Denis Matijevic, director of the consulting company Smarter, points out that his products enter domestic hotels and that they are extremely aware of the challenges in the placement of domestic products. “The problem is insufficient quantities, we do not have a sales chain. Croatia is geographically challenging and it is a logistical challenge to place Slavonian short-lived products in Dubrovnik,"Notes Matijevic and adds"The solution is to connect small producers horizontally among those who produce the same products and vertically with a distribution chain that will ensure that the product reaches hotels and restaurants. On the other hand, we have to take demography seriously because in some of our places there is no one left to do what we encourage", Emphasizes Matijevic.

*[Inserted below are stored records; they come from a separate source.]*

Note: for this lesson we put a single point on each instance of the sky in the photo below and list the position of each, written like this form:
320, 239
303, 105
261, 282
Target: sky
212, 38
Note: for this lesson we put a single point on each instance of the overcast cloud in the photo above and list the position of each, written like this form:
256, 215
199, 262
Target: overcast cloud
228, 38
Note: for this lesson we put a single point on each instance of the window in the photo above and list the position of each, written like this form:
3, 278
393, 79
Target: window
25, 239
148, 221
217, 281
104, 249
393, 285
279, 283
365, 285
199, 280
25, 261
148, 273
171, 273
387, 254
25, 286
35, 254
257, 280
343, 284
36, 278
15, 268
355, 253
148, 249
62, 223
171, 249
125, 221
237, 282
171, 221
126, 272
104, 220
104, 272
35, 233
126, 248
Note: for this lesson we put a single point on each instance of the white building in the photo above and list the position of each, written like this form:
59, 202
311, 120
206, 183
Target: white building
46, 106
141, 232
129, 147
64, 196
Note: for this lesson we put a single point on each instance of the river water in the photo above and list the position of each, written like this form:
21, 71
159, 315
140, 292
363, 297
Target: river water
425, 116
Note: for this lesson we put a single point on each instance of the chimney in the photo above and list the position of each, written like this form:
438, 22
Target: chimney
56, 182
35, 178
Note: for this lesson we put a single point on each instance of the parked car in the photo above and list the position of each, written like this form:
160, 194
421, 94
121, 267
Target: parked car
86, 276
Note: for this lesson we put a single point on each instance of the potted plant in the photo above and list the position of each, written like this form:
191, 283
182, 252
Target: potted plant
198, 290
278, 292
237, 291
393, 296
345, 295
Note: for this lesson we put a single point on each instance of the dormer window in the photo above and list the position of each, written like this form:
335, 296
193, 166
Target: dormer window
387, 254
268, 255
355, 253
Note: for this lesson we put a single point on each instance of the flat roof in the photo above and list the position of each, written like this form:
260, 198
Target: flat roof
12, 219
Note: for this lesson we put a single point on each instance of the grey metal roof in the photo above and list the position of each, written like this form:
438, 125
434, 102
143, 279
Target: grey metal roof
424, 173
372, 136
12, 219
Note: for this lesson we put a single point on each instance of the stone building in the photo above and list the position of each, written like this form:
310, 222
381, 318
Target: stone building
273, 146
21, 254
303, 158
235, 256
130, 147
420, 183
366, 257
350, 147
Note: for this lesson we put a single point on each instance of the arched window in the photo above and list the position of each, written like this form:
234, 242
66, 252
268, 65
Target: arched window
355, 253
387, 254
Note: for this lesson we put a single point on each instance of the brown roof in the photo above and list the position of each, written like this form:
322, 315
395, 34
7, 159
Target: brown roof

Goran Filipović, a member of the Management Board of Jadranka Hotel in Lošinj, warns that not every tourist company in Croatia is a Croatian company and each of them has its own development strategy. “In the Croatian environment, we have become a brand for connecting small producers in our offer. To accomplish this, we have had to put a lot of effort over the last five years into our suppliers from our closest circle. We started with partners from Cres and Lošinj, but most of them are engaged in renting apartments and there is no real agricultural production. We work with 60 family farms and have a turnover of HRK 6 million with them. We shop from food to the boards on which we present food, but that’s only five percent of everything we need", Warns Filipović. He added that it is a great challenge to bring fresh cheese and cream from Zagreb to Lošinj in the hot summer months.
Panelists agreed that it would be good for the four ministries - agriculture, economy, finance and tourism - to agree on a way to strengthen producer links and ensure a better distribution channel for their products.
Filipović's statement is interesting that most of our tourist companies are not domestically owned, which is a fact, and only the excel table of entries and exits can be seen. There are no emotions or worries about domestic products. While in Turkey, for example, all hotels are domestically owned, the Turkish airline is in the service of tourism and receives various incentives to keep the price of air transportation for customers lower, while everyone has accounts in domestic banks. With the mentioned fact that all production for tourism needs comes from the domestic market, it is a rounded circle and everything works great. And in Croatia? Quite the opposite.
We have everything, but…. In the end, I would like to quote the excellent comment of Karl Vujeva, mag. oec. from the Faculty of Economics in Zagreb, who recently told Večernji list ” Inaction is a bad excuse for ignorance, and it is quite incorrect that we do not have enough domestic intelligence and expertise. After all, failure would be better than inaction anyway. Failure at least takes courage to try"
Smart enough. It is possible, only someone needs to deal with market development, and that someone is the State through the whole system, vertically and horizontally.
And how they do it in Jadranka Group from Lošinj, he looks at the attachment, in a conversation with Goran Filipović, a member of the Management Board of Jadranka Group.